La troïka va exiger de nouveaux sacrifices

La conversation enregistrée par la caméra indiscrète de la chaîne TVI entre les ministres des Finances allemand et portugais était en la matière édifiante : Wolfgang Schäuble lui-même y évoque la possibilité d'un ajustement du programme d'aide au Portugal et donne à son homologue la garantie que l'Allemagne y serait favorable. Etonnamment, cette indiscrétion a visiblement suffi à calmer les marchés et à faire baisser les taux d'intérêt sur la dette souveraine portugaise.

Mais ne nous faisons pas d'illusions. L'idée que tout va bien se passer, qui commence à s'installer, est une idée dangereuse, car il y a de nombreux facteurs que nous ne maîtrisons pas.

Entre autres choses, l'effondrement de la Grèce et sa sortie de l'euro. Ou encore une récession en Europe plus profonde que l'on ne s'y attend aujourd'hui. Nul doute que si l'Etat qui a été le berceau de la démocratie occidentale s'effondre, l'Union européenne n'aura de cesse de faire un exemple qui montre que les politiques d'austérité défendues par la troïka sont efficaces.

Or le Portugal pourrait être cet exemple. Mais nous devons nous attendre à ce que nos partenaires, avant de nous fournir une aide supplémentaire, exigent de nous de nouveaux sacrifices. Pour savoir lesquels, rien de plus facile : il suffit de revoir les dix commandements que la troïka a demandé aux partis grecs de signer.

Nous voyons alors qu'il ne nous a pas encore été demandé de réduire le salaire minimum (inférieur à celui des Grecs, à 485 euros contre 750), de supprimer les 13e et 14e mois dans le secteur privé, de diminuer le nombre de congés payés, ni de procéder à des licenciements dans la fonction publique.

Et la volonté obsessionnelle de diminuer la Taxa social única [contribution des salariés et des entreprises à la sécurité sociale] ne s'est pas concrétisée.

Que les marchés estiment que le Portugal n'est pas la Grèce est une excellente nouvelle. Mais cela laisse à penser que nous avons devant nous un vrai chemin de Damas, avant de pouvoir nous considérer en lieu sûr, et la route sera longue.

Crise de la dette

De Lisbonne à Athènes il n’y a qu’un petit pas

Le 15 février, les représentants de la troïka des créanciers du Portugal (UE, BCE et FMI) doivent arriver à Lisbonne pour leur troisième évaluation de la mise en oeuvre des réformes exigées en échange de l’octroi d’un plan d’aide de 78 milliards d’euros, en mai 2011. De l’avis donné par la troïka dépend le versement d’une nouvelle tranche de 14,9 milliards d’euros (40 ont déjà été versés).

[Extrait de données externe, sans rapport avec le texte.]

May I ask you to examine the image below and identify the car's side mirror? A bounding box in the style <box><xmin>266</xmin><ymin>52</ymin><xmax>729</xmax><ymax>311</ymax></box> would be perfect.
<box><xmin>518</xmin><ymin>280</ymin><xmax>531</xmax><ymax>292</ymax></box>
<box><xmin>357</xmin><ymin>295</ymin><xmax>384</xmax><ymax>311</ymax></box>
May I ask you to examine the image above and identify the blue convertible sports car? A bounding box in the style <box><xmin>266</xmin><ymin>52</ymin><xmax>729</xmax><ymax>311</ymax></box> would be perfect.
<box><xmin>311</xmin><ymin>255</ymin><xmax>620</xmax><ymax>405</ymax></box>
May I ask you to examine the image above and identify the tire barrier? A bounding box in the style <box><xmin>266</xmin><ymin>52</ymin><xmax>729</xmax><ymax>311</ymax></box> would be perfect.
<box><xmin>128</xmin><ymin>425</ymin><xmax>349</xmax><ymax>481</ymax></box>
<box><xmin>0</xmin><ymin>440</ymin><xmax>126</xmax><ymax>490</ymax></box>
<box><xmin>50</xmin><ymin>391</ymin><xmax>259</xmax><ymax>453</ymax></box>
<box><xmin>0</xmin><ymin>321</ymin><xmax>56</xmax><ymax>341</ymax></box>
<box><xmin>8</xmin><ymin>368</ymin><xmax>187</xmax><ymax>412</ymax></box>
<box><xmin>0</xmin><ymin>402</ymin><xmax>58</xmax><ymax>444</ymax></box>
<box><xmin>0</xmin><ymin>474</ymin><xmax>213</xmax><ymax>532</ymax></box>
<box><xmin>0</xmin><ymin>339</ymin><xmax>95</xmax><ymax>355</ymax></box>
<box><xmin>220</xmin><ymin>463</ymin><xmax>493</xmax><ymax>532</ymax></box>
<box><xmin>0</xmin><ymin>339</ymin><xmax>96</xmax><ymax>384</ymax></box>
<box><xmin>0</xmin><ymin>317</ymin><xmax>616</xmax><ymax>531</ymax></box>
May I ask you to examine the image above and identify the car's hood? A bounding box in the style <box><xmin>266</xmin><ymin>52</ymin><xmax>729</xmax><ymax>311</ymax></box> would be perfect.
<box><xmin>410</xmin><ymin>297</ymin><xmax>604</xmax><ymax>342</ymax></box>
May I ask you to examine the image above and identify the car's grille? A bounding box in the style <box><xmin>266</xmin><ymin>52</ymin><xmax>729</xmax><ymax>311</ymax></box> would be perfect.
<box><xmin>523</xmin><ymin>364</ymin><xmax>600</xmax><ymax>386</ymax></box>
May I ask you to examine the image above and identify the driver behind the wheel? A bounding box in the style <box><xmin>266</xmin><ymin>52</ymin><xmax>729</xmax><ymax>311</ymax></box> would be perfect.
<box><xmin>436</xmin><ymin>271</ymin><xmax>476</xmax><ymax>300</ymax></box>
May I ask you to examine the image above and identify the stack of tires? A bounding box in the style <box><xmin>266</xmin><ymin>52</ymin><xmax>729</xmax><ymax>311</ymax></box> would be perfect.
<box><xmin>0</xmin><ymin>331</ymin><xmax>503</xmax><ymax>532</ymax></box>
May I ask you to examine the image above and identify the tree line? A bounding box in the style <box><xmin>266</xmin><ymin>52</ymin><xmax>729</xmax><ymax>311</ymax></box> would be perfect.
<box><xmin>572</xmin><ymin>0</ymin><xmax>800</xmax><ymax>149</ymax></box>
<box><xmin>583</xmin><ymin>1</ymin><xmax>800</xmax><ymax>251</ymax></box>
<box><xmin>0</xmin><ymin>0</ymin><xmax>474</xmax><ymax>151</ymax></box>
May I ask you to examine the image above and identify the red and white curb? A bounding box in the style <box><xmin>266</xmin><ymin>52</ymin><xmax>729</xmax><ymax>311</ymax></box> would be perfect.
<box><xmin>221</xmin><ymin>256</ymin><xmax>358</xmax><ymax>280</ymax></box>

Les dirigeants portugais, à commencer par le Premier ministre Pedro Passos Coelho, répètent à l’envi que “le Portugal n’est pas la Grèce” et qu’il respectera ses engagements, comme le rappelle le directeur d’Expresso, Ricardo Costa. Mais pour éviter la comparaison, Passos a annoncé qu’il comptait aller “au-delà de la troika” et accélérer les réformes structurelles prévues. Une stratégie dangereuse, note l’hebdomadaire, car elle

rend difficile l’obtention d’un large consensus politique lorsqu’il faudra négocier un nouveau plan d’aide. […] L’absence de consensus peut conduire le Portugal à une situation “grecque”, au moment où la troïka va négocier avec les partis politiques une rallonge du plan d’aide. Le consensus de l’année dernière n’existe plus que sur le papier. De ce malentendu à la Grèce, il n’y a qu’un pas. Un tout petit pas.